DFT of a finite lengt sequence

[beyondlight]

Homework Statement

Consider the finite length x[n]= 2δ[n]+δ[n-1]+δ[n-3]

We perform the following operation on this sequence:

(i) We compute the 5-point DFT X[k]
(ii) We compute a 5-point inverse DFT of Y[k]=X[k]²

a) Determine the sequence y[n] for n= 0, 1, 2, 3, 4
b) If N-point DFTs are used in the two step pocedure, how should we choose N so that y[n]=x[n]*x[n] for 0 ≤ n ≤ N-1?

Homework Equations

DFT transform pair:

X[k]=\sum_{n=0}^{N-1}x[n]e^{(-j\frac{2π}{N}kn)}

x[n]=\frac{1}{N}\sum_{k=0}^{N-1}X[k]e^{(j\frac{2π}{N}kn)}

The Attempt at a Solution

a)

X[k]=\sum_{n=0}^{4}x[n]e^{(-j\frac{2π}{5}kn)}=2 + e^{-j\frac{2π}{5}k} + e^{-j\frac{2π}{5}3k}

Then for calculation for Y[k] we substitute (2*pi/5)=a

Y[k]= X[k]^{2} = 4 + 4e^{-jak}+2e^{-j4ak}+4e^{-j3ak}+e^{-j2ak}+e^{-j6ak}

Now to get y[n] through:

y[n]=\frac{1}{N}\sum_{k=0}^{4}X[k]^{2}e^{(j\frac{2π}{5}kn)}

gives us a very complicated expression contained with sums of complex exponentials. It seems extremely difficult from here to simplify it so i can calculate y[n] for n=0,1,2,3,4

 

[smk037]

gives us a very complicated expression contained with sums of complex exponentials.
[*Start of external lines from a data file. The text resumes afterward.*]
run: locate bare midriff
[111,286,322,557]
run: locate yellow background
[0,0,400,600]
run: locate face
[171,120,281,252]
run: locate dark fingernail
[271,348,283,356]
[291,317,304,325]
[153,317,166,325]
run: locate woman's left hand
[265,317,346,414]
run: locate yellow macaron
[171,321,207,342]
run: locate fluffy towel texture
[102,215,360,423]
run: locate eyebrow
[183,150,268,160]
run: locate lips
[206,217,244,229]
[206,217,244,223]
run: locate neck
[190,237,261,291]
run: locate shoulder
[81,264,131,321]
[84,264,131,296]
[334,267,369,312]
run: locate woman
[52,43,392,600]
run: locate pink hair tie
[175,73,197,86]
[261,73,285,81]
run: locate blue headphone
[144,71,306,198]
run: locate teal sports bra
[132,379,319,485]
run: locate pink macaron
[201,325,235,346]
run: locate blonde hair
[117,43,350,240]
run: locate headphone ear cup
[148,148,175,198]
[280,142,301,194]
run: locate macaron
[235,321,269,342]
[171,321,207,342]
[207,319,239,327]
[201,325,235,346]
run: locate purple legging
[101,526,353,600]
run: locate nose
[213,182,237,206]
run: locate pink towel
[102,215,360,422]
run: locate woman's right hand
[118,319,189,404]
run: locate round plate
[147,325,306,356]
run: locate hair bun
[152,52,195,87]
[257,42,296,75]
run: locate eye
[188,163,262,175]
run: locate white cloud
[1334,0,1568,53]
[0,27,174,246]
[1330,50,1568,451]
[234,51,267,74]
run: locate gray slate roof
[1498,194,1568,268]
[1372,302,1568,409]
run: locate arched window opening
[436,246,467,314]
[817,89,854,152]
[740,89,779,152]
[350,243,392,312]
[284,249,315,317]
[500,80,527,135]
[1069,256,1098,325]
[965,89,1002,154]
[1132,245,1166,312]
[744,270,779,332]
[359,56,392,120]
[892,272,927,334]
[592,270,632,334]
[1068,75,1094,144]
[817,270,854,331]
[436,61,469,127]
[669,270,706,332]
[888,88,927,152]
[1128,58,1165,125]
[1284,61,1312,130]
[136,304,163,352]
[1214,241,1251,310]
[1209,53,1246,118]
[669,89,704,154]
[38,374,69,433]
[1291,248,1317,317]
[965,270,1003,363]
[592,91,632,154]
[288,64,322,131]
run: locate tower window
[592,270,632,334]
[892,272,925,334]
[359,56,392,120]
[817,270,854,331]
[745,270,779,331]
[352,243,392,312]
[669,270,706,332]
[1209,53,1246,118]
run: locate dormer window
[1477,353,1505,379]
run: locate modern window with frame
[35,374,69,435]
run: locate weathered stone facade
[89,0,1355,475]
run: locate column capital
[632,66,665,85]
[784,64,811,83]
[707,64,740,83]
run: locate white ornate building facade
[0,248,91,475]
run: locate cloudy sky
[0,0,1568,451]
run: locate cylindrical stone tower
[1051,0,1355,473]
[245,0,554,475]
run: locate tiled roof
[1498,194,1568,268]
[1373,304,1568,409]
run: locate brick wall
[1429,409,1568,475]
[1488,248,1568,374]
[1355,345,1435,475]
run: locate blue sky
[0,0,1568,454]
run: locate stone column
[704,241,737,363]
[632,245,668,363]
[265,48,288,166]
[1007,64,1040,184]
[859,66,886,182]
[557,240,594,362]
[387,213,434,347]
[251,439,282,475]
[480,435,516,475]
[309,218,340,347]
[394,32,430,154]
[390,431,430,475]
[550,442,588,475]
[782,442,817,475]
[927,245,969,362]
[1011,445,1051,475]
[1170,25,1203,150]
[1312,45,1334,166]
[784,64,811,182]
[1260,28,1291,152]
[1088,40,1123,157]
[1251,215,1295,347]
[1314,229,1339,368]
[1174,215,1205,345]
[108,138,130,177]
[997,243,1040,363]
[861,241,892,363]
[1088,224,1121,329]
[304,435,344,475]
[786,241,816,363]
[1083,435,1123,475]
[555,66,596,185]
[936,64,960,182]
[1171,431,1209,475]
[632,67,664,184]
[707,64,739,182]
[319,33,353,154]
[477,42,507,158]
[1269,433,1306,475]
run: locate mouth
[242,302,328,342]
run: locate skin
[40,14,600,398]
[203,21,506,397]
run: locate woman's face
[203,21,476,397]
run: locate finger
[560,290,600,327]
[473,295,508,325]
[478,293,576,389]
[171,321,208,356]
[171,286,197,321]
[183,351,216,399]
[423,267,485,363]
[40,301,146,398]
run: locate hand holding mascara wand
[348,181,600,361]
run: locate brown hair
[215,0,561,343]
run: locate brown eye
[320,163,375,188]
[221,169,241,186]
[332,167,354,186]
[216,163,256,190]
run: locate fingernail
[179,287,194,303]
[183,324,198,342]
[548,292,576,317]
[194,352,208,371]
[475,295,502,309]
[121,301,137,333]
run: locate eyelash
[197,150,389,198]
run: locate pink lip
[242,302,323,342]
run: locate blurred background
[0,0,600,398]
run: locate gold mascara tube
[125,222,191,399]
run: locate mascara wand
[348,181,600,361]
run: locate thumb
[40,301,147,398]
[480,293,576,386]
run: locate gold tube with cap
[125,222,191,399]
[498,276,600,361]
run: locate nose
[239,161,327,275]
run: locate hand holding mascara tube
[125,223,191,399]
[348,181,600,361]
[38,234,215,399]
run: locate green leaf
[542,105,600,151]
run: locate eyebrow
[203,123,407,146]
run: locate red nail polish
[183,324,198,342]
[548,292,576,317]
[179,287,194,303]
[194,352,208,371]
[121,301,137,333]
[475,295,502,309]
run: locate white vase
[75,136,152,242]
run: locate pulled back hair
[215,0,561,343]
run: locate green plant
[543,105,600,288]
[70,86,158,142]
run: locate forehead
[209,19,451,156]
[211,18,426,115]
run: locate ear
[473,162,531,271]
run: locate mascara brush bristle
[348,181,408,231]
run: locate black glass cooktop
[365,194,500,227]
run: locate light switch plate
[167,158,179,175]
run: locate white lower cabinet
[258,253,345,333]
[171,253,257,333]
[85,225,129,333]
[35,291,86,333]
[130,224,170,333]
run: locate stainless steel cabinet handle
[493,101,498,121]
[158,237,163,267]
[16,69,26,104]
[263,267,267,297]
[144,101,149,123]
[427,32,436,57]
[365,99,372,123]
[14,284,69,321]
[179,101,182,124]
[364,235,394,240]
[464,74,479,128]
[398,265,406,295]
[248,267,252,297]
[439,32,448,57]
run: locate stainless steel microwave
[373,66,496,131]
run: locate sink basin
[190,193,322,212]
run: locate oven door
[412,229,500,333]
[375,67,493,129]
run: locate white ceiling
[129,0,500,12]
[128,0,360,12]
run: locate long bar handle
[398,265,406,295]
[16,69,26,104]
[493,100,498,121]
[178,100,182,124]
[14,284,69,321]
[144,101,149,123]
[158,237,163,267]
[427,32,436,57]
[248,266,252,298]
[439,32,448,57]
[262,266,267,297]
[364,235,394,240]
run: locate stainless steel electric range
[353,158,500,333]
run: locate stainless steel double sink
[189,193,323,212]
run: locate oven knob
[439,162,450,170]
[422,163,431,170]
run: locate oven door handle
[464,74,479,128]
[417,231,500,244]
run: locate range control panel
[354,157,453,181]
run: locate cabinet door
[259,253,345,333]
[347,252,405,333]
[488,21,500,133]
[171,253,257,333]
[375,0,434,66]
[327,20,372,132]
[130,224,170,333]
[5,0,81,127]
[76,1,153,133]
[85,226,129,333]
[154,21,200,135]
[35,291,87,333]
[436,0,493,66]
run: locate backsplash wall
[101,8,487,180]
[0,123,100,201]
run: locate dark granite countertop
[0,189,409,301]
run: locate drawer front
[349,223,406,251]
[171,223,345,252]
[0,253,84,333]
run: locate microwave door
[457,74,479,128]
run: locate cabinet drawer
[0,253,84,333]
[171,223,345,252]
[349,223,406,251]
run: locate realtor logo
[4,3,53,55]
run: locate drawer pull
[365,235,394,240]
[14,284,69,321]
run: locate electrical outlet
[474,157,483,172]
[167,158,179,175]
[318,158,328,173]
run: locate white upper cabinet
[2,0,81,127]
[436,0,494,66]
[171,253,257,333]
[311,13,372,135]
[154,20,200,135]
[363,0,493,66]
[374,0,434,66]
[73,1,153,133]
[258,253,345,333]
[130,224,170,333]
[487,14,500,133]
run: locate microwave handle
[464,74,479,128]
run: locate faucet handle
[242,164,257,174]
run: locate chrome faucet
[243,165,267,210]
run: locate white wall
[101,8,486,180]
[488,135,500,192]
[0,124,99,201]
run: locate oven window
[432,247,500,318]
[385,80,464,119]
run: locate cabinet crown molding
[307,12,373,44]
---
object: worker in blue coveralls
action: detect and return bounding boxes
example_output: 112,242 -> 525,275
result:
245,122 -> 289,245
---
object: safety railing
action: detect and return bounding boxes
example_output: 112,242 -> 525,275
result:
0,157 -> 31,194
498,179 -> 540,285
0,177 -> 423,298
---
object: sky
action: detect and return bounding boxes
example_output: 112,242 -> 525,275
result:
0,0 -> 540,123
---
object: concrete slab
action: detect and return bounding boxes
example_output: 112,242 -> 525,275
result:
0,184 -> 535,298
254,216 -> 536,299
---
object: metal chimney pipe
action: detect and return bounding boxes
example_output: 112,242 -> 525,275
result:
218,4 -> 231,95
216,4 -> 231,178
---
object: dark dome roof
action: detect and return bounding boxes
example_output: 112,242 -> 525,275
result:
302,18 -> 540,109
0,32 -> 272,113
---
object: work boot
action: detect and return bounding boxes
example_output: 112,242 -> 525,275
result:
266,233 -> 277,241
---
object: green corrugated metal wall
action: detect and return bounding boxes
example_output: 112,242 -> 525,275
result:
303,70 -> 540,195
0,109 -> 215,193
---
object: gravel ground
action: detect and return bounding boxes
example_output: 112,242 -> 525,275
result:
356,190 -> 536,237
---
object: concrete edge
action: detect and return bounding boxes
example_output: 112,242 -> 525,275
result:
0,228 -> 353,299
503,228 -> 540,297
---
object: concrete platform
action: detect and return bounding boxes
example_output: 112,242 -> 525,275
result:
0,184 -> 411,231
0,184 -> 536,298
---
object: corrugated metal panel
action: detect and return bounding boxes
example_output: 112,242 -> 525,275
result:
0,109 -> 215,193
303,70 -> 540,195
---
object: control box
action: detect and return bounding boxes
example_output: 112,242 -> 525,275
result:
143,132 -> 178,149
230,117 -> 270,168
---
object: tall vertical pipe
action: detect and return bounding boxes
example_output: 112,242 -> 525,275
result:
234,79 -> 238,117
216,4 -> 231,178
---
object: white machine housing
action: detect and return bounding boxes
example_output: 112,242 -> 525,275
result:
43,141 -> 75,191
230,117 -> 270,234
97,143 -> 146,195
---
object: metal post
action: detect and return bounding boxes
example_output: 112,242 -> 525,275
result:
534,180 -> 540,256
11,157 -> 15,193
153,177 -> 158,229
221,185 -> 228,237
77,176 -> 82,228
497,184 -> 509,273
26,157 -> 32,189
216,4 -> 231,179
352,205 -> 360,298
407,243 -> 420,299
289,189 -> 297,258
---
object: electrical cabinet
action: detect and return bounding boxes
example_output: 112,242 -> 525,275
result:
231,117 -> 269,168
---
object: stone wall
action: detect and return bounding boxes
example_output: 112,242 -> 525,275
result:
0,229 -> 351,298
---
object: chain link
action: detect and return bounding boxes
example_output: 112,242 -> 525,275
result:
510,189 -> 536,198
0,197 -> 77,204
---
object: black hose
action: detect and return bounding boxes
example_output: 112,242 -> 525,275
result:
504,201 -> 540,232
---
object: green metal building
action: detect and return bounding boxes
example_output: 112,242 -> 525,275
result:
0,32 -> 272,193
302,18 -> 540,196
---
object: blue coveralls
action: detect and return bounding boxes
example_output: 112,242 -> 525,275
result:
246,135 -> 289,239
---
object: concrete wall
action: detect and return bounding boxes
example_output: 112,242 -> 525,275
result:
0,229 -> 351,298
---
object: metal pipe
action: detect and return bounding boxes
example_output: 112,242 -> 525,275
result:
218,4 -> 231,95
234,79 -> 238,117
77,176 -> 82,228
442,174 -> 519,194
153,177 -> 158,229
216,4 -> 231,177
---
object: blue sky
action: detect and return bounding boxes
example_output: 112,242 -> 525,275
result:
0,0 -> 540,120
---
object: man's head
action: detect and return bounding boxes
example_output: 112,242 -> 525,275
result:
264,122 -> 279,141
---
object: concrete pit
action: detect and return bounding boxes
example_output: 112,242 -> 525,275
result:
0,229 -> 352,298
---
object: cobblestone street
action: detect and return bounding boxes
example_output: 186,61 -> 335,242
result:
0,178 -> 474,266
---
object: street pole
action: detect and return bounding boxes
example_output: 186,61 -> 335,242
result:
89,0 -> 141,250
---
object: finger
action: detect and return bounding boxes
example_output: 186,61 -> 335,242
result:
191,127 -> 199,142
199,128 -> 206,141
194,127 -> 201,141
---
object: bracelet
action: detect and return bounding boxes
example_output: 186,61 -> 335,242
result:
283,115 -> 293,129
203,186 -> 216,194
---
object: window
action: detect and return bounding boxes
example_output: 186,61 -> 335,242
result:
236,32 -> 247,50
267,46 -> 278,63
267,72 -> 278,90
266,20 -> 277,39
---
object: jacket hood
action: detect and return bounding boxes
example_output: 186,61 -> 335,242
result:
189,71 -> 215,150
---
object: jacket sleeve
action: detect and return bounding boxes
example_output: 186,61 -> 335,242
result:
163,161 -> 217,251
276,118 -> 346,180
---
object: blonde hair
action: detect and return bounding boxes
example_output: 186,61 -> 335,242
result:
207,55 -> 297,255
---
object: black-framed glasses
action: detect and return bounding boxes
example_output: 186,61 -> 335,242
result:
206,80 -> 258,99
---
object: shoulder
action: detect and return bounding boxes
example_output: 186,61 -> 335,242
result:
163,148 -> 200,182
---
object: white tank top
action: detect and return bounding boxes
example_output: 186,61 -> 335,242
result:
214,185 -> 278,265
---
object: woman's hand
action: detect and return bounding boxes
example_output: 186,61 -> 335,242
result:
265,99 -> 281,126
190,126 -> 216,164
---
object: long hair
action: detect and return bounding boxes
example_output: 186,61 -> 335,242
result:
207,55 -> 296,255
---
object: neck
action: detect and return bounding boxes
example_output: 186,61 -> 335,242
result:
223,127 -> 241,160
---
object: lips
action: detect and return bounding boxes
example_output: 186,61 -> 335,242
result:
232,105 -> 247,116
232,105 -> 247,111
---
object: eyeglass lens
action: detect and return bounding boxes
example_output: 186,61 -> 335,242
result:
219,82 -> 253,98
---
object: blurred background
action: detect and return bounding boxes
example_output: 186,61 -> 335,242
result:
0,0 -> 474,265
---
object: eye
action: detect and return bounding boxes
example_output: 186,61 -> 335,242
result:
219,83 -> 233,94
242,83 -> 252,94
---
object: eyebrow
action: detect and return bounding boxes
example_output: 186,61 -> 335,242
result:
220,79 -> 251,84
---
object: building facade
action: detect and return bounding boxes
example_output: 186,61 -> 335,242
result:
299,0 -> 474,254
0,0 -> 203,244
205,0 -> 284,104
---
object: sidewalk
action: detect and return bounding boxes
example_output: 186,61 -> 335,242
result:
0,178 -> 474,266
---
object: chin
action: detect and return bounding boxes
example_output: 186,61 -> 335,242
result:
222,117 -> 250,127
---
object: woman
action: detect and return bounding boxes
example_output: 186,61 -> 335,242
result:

It seems extremely difficult from here to simplify it so i can calculate y[n] for n=0,1,2,3,4P

Please post the expression that you obtained but found difficult to simplify. From what I remember in early college, these problems are usually a ton of tedious algebra, so you may not be far off.